# Introduction to HuggingFace

Hugging Face is a popular platform for accessing state-of-the-art models, datasets, and tools for natural language processing (NLP). In this tutorial, we'll walk through the basics of using Hugging Face for common NLP tasks such as text classification, text generation, and question answering.

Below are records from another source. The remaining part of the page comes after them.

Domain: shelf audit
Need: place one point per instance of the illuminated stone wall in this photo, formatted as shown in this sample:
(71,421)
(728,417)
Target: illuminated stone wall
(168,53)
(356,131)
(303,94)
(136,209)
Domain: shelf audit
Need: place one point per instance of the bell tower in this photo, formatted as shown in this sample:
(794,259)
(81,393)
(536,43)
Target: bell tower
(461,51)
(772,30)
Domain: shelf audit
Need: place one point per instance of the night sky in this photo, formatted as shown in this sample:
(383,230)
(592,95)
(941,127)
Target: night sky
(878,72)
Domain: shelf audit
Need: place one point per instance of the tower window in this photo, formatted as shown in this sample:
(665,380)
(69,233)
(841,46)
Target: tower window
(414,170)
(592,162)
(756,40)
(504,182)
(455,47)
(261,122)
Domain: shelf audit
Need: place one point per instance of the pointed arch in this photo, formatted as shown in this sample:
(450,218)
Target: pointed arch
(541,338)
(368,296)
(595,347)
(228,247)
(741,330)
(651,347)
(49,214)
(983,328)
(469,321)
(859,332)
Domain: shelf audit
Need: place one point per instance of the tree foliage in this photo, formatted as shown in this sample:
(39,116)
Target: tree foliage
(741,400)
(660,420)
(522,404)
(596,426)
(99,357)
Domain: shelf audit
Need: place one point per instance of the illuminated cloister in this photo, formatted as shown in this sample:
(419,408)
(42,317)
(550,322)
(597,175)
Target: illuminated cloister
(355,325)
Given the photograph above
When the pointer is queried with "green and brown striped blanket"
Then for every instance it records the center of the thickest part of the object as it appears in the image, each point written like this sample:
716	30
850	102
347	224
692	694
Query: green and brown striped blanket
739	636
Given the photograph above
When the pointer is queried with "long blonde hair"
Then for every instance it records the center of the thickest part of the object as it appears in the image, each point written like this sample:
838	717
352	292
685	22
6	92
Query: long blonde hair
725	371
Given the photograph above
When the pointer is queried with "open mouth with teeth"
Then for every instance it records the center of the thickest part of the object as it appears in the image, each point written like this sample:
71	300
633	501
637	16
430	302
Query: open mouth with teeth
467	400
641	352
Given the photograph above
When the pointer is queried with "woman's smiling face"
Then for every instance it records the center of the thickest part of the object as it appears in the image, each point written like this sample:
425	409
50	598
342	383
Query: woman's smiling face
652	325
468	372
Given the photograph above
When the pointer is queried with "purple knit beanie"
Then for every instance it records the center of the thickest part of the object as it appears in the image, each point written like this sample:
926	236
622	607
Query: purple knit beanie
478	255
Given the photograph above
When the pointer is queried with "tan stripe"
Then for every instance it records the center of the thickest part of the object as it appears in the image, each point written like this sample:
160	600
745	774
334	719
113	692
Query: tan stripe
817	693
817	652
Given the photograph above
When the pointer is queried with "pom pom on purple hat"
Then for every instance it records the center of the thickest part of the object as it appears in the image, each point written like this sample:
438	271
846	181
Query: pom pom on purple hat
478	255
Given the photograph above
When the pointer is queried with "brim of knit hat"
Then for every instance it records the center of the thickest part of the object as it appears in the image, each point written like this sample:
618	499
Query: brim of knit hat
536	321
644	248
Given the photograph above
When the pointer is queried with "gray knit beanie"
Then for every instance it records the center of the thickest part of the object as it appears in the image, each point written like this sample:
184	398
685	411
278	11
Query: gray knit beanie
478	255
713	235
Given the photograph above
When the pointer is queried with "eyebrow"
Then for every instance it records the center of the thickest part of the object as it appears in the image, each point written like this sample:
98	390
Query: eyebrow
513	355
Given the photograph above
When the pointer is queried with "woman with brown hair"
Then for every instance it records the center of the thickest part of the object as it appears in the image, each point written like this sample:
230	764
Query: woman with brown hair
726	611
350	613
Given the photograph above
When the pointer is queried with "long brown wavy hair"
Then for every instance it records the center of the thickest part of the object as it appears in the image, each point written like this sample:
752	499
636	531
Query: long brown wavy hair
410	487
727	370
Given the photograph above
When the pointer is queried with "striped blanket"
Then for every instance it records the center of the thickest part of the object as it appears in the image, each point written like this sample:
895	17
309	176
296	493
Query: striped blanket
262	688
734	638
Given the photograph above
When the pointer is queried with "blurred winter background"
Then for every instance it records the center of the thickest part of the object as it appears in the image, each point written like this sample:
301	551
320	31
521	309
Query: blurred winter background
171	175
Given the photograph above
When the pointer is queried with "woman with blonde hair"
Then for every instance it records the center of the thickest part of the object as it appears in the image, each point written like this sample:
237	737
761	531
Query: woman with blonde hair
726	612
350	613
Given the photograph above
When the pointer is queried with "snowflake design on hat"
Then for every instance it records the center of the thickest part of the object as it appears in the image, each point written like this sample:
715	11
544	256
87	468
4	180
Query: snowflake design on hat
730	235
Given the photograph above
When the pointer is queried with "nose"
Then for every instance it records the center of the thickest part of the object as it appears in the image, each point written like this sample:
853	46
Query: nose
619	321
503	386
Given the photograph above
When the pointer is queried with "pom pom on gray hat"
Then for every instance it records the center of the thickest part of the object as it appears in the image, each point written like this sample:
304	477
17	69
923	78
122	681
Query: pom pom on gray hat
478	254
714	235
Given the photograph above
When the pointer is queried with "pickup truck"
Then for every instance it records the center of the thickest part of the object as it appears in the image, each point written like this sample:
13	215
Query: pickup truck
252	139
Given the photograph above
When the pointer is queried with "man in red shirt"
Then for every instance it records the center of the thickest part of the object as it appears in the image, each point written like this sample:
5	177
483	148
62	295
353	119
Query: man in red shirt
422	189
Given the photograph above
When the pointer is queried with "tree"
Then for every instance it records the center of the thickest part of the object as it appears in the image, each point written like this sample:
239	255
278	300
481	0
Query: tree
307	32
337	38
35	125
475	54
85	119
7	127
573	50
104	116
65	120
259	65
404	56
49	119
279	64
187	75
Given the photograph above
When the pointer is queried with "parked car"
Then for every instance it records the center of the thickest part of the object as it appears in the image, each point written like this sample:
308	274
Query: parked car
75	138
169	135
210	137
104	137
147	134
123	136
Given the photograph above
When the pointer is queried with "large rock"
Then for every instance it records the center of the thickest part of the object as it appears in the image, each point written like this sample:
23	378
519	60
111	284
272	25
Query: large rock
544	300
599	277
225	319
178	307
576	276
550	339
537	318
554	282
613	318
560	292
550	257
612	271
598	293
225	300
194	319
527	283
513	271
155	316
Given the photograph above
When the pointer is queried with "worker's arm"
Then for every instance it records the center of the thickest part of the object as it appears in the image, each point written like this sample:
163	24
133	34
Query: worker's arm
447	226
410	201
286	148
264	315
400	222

## **Import necessary Python libraries and modules**

First, we will import necessary Python libraries and modules. These include scikit-learn (`sklearn`) and PyTorch (`torch`), for various machine learning tools.

In [109]:
# Basic Python modules
from collections import defaultdict

# For data manipulation and analysis
import pandas as pd
import numpy as np

# For deep learning
# https://pytorch.org/tutorials/beginner/basics/quickstart_tutorial.html
import torch

We will use the same sentiment dataset that we used for the previous notebook.

In [110]:
datapath = 'https://raw.githubusercontent.com/leelaylay/TweetSemEval/master/dataset/train/twitter-2013train-A.txt'
data = pd.read_csv(datapath, sep = '\t', names = ['id', 'sentiment', 'text'])
data

Unnamed: 0,id,sentiment,text
0,264183816548130816,positive,Gas by my house hit $3.39!!!! I\u2019m going t...
1,263405084770172928,negative,Theo Walcott is still shit\u002c watch Rafa an...
2,262163168678248449,negative,its not that I\u2019m a GSP fan\u002c i just h...
3,264249301910310912,negative,Iranian general says Israel\u2019s Iron Dome c...
4,262682041215234048,neutral,Tehran\u002c Mon Amour: Obama Tried to Establi...
...,...,...,...
9679,103158179306807296,positive,RT @MNFootNg It's monday and Monday Night Foot...
9680,103157324096618497,positive,All I know is the road for that Lomardi start ...
9681,100259220338905089,neutral,"All Blue and White fam, we r meeting at Golden..."
9682,104230318525001729,positive,@DariusButler28 Have a great game agaist Tam...


In [111]:
# !pip3 install transformers

In [112]:
! pip install -U accelerate



We will again use DistilBERT.

In [113]:
from transformers import DistilBertTokenizerFast, DistilBertForSequenceClassification
from transformers import Trainer, TrainingArguments

We will set some of the configurations

In [114]:
model_name = 'distilbert-base-uncased'
device_name = 'cuda'

# This is the maximum number of tokens in any document; the rest will be truncated.
max_length = 512

# This is the name of the directory where we'll save our model. You can name it whatever you want.
cached_model_directory_name = 'output_hf'

In [115]:
# let's split the data into train and test

from sklearn.model_selection import train_test_split
train, test = train_test_split(data, test_size = 0.3)

In [116]:
# let's encode the data again

from sklearn.preprocessing import LabelEncoder
le = LabelEncoder()
le.fit(train['sentiment'])
train['labels'] = le.transform(train['sentiment'])
test['labels'] = le.transform(test['sentiment'])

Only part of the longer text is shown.